No dejo de sorprenderme con la descripción que cada uno me comparte de ese jalón nunca antes experimentado del 19 de septiembre.
Y es que este terremoto me tomó fuera de México, en una lejanía geográfica que hizo más denso el sentimiento de impotencia.
Por eso no me canso de agradecer los relatos de quienes vivieron esa vulnerabilidad de cimbrarse involuntaria e irremediablemente.
Es una experiencia colectiva que nos obliga a la humildad frente al azar, la fatalidad y el miedo a la incertidumbre.
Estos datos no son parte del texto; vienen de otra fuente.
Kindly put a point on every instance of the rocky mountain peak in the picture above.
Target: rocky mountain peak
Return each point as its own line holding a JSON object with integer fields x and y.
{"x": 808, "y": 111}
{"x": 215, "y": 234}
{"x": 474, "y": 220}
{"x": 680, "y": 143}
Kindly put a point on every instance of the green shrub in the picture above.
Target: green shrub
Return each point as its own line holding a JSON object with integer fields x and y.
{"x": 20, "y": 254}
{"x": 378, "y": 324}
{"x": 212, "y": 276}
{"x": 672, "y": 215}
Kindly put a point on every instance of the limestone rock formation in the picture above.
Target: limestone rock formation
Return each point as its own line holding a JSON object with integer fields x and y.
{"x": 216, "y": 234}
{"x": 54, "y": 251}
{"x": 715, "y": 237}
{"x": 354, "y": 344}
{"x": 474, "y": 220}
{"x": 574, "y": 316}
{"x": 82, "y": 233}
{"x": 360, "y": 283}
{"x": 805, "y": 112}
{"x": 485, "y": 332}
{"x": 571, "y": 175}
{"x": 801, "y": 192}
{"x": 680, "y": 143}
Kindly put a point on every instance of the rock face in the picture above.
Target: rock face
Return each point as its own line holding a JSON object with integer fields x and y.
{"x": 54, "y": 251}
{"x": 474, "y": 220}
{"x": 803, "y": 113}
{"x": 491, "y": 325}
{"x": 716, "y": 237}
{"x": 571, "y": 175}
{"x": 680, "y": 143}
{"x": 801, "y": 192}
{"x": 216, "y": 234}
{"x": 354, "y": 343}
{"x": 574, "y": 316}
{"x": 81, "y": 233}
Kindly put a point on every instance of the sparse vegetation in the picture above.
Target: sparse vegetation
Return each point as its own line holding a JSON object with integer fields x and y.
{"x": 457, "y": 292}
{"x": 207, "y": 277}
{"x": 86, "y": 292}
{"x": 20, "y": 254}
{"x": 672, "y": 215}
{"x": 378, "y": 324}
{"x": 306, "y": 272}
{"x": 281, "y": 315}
Ajena al crujir de ese martes, hoy me siento parte de la memoria colectiva del cobijo desplegado desde entonces.
Y aún cuando sabíamos que la generosidad nos habita, no deja de sorprenderme la fuerza del deseo de sabernos uno.
Es una ilusión que nos hace republicanos, como las canciones de Juan Gabriel, las ganas de reír y el gusto por los colores chillantes.
Pero en medio de la emoción compartida, golpea el desencanto por lo que ya sabíamos y que ahora se vuelve enorme y pestilente: la corrupción y el ejercicio autoritario del poder.
De cualquier manera, no deja de sorprenderme la impunidad que dio paso a los negocios inmobiliarios que los políticos de todos los signos y niveles solaparon.
Y ante la unidad de utilería para las escenas mediáticas, mi capacidad de sorpresa se agiganta cuando el gobierno se monta en la tragedia y pretende un borrón y cuenta nueva.
Hoy sin embargo, como nunca antes, al margen de tradiciones y sentencias históricas, mi capacidad de sorpresa espera lo impredecible: la derrota de los fantoches, el triunfo de los hombres y las mujeres comunes.